Ela explica que o radar atua no monitoramento de curto prazo, mas como os padrões são registrados em tempo real, podem ser comparados com climatologias de referência, fornecendo evidências observacionais locais sobre como o fenômeno está efetivamente modulando o regime de precipitação em Alagoas.

As informações geradas pelo Radar Meteorológico da Ufal são importantes para diferentes áreas da gestão pública. Segundo a coordenadora do Sirmal, o radar é a única ferramenta capaz de fornecer informações de precipitação com resolução espacial e temporal suficientes para dar suporte a decisões operacionais.

Em situações de El Niño, esses dados têm pelo menos três aplicações diretas. A primeira é na gestão de recursos hídricos. As informações de chuva podem alimentar modelos hidrológicos e orientar a operação de açudes, reservatórios e sistemas de abastecimento. A segunda aplicação está relacionada à defesa civil. Mesmo em anos mais secos, eventos convectivos severos podem ocorrer de forma localizada, com risco de alagamentos, deslizamentos e transtornos urbanos.

A terceira aplicação é o monitoramento da estiagem. A queda na frequência e no volume de chuvas pode ser acompanhada tecnicamente, servindo de subsídio para decretos de emergência e para o acionamento de programas como o Garantia Safra.

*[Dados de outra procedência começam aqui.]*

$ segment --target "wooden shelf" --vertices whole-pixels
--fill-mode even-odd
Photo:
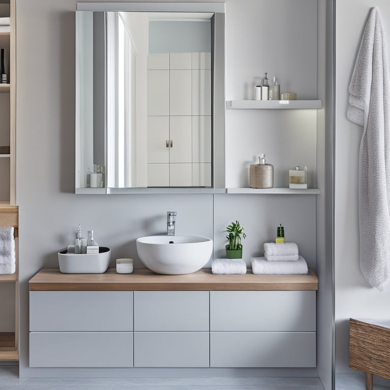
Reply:
[[[0,360],[19,360],[15,333],[0,333]]]
[[[320,100],[229,100],[228,110],[297,110],[321,108]]]
[[[258,193],[258,194],[283,194],[285,195],[313,195],[321,193],[318,188],[308,188],[300,189],[288,188],[226,188],[226,193]]]
[[[146,268],[132,274],[61,274],[58,269],[41,270],[30,279],[30,291],[208,291],[317,290],[318,280],[306,275],[214,275],[202,268],[187,275],[158,275]]]
[[[10,84],[1,84],[0,83],[0,93],[6,93],[10,91]]]

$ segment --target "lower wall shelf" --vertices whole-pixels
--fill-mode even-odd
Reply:
[[[297,189],[285,187],[273,188],[226,188],[226,193],[264,193],[293,195],[301,194],[303,195],[313,195],[321,193],[319,188],[307,188],[307,189]]]
[[[19,352],[15,346],[15,333],[0,333],[0,361],[19,360]]]

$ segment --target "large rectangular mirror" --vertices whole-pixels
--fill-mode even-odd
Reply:
[[[224,12],[78,3],[76,193],[224,188]]]

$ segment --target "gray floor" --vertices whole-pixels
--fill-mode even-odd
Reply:
[[[19,379],[0,367],[1,390],[323,390],[318,378],[113,378]],[[348,390],[349,390],[348,388]],[[375,389],[376,390],[376,389]],[[379,390],[379,389],[378,389]],[[388,389],[387,390],[388,390]]]

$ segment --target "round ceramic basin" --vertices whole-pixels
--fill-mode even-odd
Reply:
[[[213,240],[197,236],[149,236],[136,242],[144,265],[165,275],[195,272],[207,263],[213,252]]]

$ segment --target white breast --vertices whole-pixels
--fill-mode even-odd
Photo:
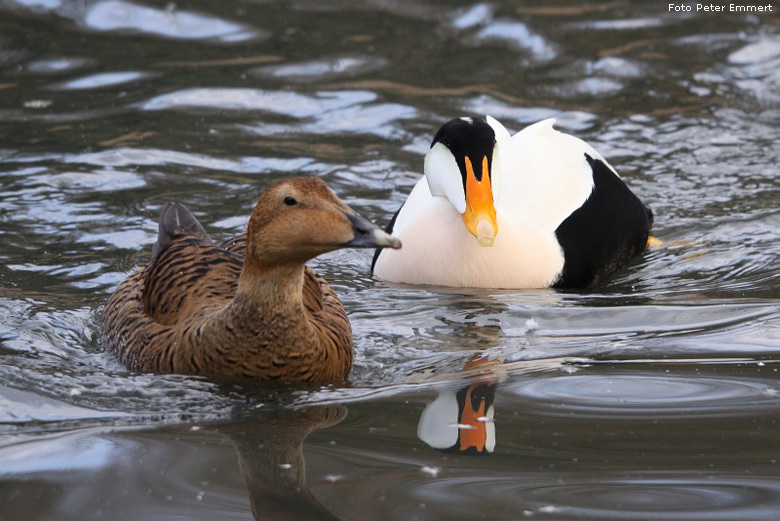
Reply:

“A parceria Sirmal-Cemaden potencializa esse papel, integrando os dados locais a redes nacionais de monitoramento e alerta. E os convênios com a Semarh e a Defesa Civil municipal auxiliam no uso dos dados para melhor realização da previsão e do monitoramento de eventos de curto prazo”, afirma Luciene.

Além de contribuir para estudos sobre clima, chuva e eventos extremos, o Radar Meteorológico da Ufal funciona como laboratório para estudantes e pesquisadores, permitindo a formação prática em meteorologia operacional, análise de imagens de radar e monitoramento atmosférico.